Nel 2014, il Comune di Priolo Gargallo a seguito di consultazione telematica presso l’Ufficio del Territorio di Siracusa, riscontrava che l’immobile in questione era stato trasferito ai figli I. Francesco e I. Carlo Sebastiano e adottava contestualmente i seguenti provvedimenti:
-ordinanza n. 33/2014 con la quale disponeva nei confronti dei trasgressori, l’acquisizione gratuita al patrimonio comunale degli immobili abusivi, non demoliti nei termini di legge;
-ordinanze n. 35 e n. 36 con le quali rinnovava il procedimento sanzionatorio nei confronti dei nuovi proprietari, mediante l’emanazione di due distinte ordinanze di demolizione rispettivamente emesse nei confronti di I. Carlo Sebastiano e di I. Francesco.
Con ricorso iscritto al n.r.g. 457/2015, notificato il 2 febbraio 2015, gli originari proprietari e i loro aventi causa hanno impugnato, per quanto di rispettivo interesse, le ordinanze del 2014, deducendo censure di illegittimità derivata dal provvedimento di diniego del titolo in sanatoria già impugnato con il ricorso r.g. n. 5127/1993 e violazione di legge (art. 44 della legge n. 47/1985 e artt. 3-7-8 della legge n. 241/1990), mentre gli aventi causa hanno impugnato il diniego di sanatoria “mai loro in precedenza comunicato”.
Il Comune di Priolo Gargallo si è costituito in giudizio e ha chiesto il rigetto del ricorso rilevando in particolare che le deliberazioni di Consiglio Comunale del 1988 e del 1989 richiamate dai ricorrenti costituivano meri atti di indirizzo politico, presupposti di una eventuale richiesta al Prefetto di autorizzazione a ridurre la zona di rispetto, mai rilasciata.
Infine, con atto notificato il 15 aprile 2015 e depositato nell’ambito del ricorso n.r.g. 5127/1993 i ricorrenti hanno riassunto il citato giudizio dichiarato interrotto per morte del difensore della parte ricorrente sostenendo di aver avuto conoscenza dell’evento interruttivo solo in data 26 marzo 2015 con l’acquisizione, da parte del Comune di Priolo Gargallo, della sentenza n. 655/2004.
Con successive memorie depositate in entrambi i ricorsi il Comune di Priolo ha contestato la tardività dell’atto di riassunzione e ha insistito per il rigetto di entrambi i ricorsi, fornendo ulteriori precisazioni in ordine all’adozione di successivi provvedimenti sanzionatori adottati nei confronti degli aventi causa degli originari ricorrenti in relazione all’inadempimento delle ordinanze di demolizione del 2014 (ordinanza dirigenziale n.2 del 21 marzo 2019 di applicazione della sanzione pecuniaria).
Alla pubblica udienza del 4 dicembre 2019 il ricorso è stato trattenuto in decisione, come da verbale.
DIRITTO
In via preliminare il Collegio dispone la riunione, ai sensi dell’art. 70 c.p.a. dei due ricorsi indicati in epigrafe sussistendo la parziale connessione soggettiva ed oggettiva tra gli stessi.
Il ricorso n.r.g. 5127/1993 proposto avverso il diniego di sanatoria è manifestamente infondato e, per tale ragione il Collegio ritiene di poter prescindere dalla verifica della tempestività dell’atto di riassunzione del 2015 sollevata dall’Amministrazione resistente, in applicazione del principio di economia dei mezzi processuali che, secondo consolidata giurisprudenza amministrativa (Consiglio di Stato, Adunanza Plenaria n. 5/2015; Sez.

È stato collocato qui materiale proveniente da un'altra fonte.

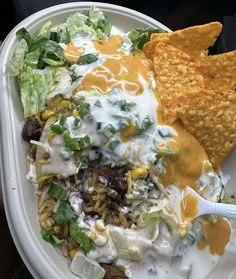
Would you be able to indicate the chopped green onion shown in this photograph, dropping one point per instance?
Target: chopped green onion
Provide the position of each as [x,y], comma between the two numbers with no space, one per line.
[84,109]
[75,143]
[99,126]
[84,142]
[124,105]
[70,143]
[76,122]
[146,123]
[80,237]
[112,144]
[98,104]
[62,120]
[57,192]
[109,130]
[64,213]
[87,59]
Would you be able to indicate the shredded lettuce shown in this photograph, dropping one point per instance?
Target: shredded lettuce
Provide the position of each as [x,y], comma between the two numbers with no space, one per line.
[34,87]
[46,30]
[80,237]
[99,23]
[74,22]
[32,58]
[86,268]
[49,237]
[37,60]
[121,241]
[24,34]
[15,65]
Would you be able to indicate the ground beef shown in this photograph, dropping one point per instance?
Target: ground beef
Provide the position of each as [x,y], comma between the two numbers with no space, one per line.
[116,177]
[32,129]
[113,272]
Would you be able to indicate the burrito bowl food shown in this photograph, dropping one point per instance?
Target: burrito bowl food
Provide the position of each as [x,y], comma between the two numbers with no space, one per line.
[118,124]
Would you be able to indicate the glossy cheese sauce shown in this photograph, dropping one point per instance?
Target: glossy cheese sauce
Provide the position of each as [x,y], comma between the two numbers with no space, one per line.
[189,207]
[120,71]
[187,166]
[217,236]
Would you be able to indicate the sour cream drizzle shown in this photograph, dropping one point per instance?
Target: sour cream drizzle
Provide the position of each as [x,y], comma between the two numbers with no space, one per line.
[120,76]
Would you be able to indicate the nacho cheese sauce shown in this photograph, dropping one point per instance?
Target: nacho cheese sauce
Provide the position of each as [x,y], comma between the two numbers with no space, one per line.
[124,126]
[212,230]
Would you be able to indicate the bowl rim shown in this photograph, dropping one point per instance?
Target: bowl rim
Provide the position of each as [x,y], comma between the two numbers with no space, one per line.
[33,266]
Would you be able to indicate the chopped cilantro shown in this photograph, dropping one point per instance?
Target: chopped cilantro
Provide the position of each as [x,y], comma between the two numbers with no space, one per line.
[57,129]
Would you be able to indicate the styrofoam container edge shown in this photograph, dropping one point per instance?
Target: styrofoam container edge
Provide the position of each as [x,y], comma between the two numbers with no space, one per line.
[19,196]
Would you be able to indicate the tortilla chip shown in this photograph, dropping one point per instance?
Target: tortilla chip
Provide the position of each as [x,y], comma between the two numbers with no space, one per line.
[222,68]
[176,72]
[195,40]
[210,116]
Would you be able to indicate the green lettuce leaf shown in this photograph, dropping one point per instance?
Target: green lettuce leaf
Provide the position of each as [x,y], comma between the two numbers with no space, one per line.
[16,63]
[24,34]
[80,237]
[99,23]
[34,87]
[32,58]
[140,36]
[95,14]
[74,22]
[121,241]
[46,30]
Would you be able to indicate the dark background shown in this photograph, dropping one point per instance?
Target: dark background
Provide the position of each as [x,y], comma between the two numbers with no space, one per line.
[175,14]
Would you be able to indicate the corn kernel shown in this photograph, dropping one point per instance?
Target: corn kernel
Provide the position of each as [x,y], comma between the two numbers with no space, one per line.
[51,136]
[139,172]
[47,114]
[73,252]
[65,104]
[75,113]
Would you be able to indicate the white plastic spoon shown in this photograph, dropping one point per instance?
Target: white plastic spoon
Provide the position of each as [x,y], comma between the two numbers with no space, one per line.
[205,207]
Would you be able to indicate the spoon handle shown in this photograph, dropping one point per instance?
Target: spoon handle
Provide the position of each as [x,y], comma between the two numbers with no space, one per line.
[225,210]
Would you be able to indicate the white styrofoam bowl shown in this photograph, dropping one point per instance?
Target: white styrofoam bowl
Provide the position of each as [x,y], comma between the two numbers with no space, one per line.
[19,196]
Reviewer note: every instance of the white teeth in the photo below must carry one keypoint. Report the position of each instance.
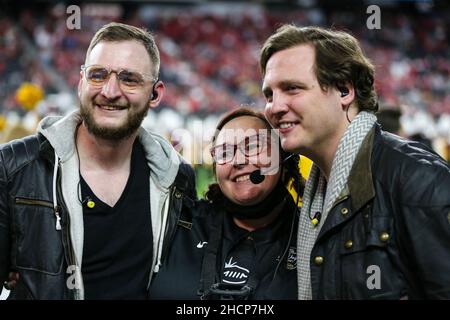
(286, 125)
(111, 107)
(243, 178)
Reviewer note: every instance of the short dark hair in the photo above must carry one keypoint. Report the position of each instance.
(389, 119)
(339, 59)
(115, 31)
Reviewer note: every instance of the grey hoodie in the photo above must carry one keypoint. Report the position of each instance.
(162, 159)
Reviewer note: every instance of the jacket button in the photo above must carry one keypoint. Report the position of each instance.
(318, 260)
(348, 244)
(384, 236)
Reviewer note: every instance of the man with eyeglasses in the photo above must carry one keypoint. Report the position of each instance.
(87, 202)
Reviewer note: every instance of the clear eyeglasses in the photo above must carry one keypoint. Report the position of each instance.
(250, 146)
(129, 80)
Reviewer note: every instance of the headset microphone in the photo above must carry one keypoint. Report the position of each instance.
(256, 177)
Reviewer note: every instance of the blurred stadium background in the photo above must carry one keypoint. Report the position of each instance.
(209, 53)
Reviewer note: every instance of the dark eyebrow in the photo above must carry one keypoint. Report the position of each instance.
(288, 83)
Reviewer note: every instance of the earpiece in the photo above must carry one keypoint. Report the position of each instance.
(344, 91)
(154, 95)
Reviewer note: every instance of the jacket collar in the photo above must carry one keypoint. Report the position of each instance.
(359, 189)
(360, 182)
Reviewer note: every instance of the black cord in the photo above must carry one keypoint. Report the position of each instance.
(346, 113)
(290, 233)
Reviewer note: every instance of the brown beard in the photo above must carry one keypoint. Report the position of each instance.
(131, 125)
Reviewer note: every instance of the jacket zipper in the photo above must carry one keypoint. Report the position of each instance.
(70, 257)
(37, 202)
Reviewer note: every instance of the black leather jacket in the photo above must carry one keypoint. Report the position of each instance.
(29, 241)
(388, 235)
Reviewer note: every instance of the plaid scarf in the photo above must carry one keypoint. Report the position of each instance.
(320, 196)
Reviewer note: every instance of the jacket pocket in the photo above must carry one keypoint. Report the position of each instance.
(37, 245)
(365, 267)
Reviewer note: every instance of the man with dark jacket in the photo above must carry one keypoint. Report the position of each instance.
(87, 203)
(375, 221)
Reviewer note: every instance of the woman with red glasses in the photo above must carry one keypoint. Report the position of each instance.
(240, 242)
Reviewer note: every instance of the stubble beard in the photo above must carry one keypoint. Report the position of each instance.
(132, 123)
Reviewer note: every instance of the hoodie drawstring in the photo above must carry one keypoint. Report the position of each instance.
(55, 204)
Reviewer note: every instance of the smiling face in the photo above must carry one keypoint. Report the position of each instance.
(310, 120)
(107, 111)
(234, 177)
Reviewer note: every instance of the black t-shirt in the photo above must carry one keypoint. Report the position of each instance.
(118, 241)
(242, 251)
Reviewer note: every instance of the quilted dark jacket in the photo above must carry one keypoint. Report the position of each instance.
(388, 234)
(29, 242)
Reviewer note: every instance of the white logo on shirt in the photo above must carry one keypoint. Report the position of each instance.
(234, 273)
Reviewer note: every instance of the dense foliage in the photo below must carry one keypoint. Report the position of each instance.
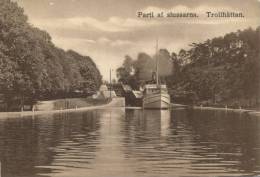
(32, 67)
(221, 71)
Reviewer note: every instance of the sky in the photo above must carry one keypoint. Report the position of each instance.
(107, 30)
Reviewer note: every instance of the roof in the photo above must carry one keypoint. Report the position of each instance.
(137, 94)
(126, 87)
(103, 88)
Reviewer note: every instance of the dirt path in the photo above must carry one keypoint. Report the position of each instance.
(115, 103)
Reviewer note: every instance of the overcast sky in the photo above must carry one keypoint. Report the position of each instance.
(107, 30)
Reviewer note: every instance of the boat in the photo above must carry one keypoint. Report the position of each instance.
(155, 96)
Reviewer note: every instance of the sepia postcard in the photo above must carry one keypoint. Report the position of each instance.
(129, 88)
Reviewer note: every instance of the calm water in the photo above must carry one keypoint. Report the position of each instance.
(118, 142)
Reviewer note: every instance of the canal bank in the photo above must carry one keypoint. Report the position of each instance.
(246, 111)
(114, 103)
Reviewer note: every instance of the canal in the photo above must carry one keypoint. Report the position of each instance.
(121, 142)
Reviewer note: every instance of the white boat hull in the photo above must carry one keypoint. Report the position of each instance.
(156, 101)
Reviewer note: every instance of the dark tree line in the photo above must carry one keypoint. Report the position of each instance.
(32, 67)
(220, 71)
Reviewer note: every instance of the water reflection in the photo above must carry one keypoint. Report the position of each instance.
(118, 142)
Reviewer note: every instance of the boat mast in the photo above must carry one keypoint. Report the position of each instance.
(156, 58)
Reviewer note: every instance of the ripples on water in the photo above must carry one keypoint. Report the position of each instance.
(120, 142)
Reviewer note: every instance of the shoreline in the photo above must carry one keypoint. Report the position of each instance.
(114, 103)
(247, 111)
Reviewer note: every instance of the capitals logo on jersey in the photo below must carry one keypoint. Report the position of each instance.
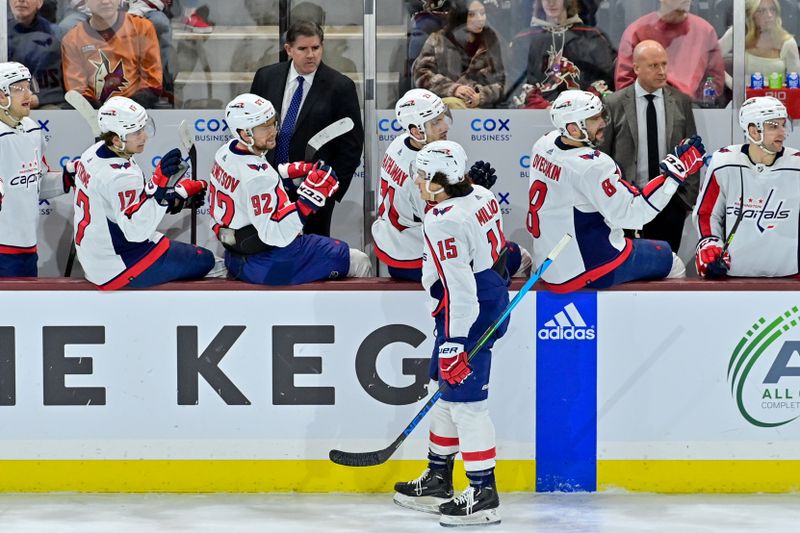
(765, 211)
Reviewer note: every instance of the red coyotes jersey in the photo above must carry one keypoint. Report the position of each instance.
(126, 63)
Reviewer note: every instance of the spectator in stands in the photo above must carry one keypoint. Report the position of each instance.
(36, 43)
(768, 46)
(309, 95)
(195, 17)
(155, 12)
(463, 63)
(557, 53)
(691, 45)
(644, 121)
(112, 54)
(425, 18)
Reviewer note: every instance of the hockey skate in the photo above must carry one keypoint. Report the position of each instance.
(473, 507)
(428, 491)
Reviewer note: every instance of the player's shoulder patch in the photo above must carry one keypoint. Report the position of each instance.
(594, 154)
(441, 211)
(258, 167)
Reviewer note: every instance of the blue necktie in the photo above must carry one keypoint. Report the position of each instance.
(285, 135)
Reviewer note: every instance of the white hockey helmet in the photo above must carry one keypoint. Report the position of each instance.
(574, 107)
(122, 116)
(10, 73)
(417, 107)
(758, 110)
(447, 157)
(245, 112)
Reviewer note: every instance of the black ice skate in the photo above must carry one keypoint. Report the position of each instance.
(428, 491)
(473, 507)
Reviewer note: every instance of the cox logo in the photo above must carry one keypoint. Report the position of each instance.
(490, 124)
(387, 125)
(212, 124)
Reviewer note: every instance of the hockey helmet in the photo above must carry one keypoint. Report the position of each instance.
(12, 72)
(574, 107)
(758, 110)
(417, 107)
(447, 157)
(123, 116)
(247, 111)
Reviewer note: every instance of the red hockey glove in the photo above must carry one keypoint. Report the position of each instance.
(298, 169)
(685, 160)
(68, 175)
(710, 261)
(453, 365)
(318, 186)
(168, 173)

IV, n. 3225/2017 e n. 3225/2017) e di legittimità (Sezioni Unite della Corte di Cassazione n. 26242/2014 e n. 26243/2014), consente di derogare all’ordine delle questioni da esaminare previsto dall’art. 276 c.p.c. privilegiando lo scrutinio della ragione “più liquida” sulla scorta, peraltro, del paradigma sancito dagli artt. 49, comma 2, e 74 del c.p.a..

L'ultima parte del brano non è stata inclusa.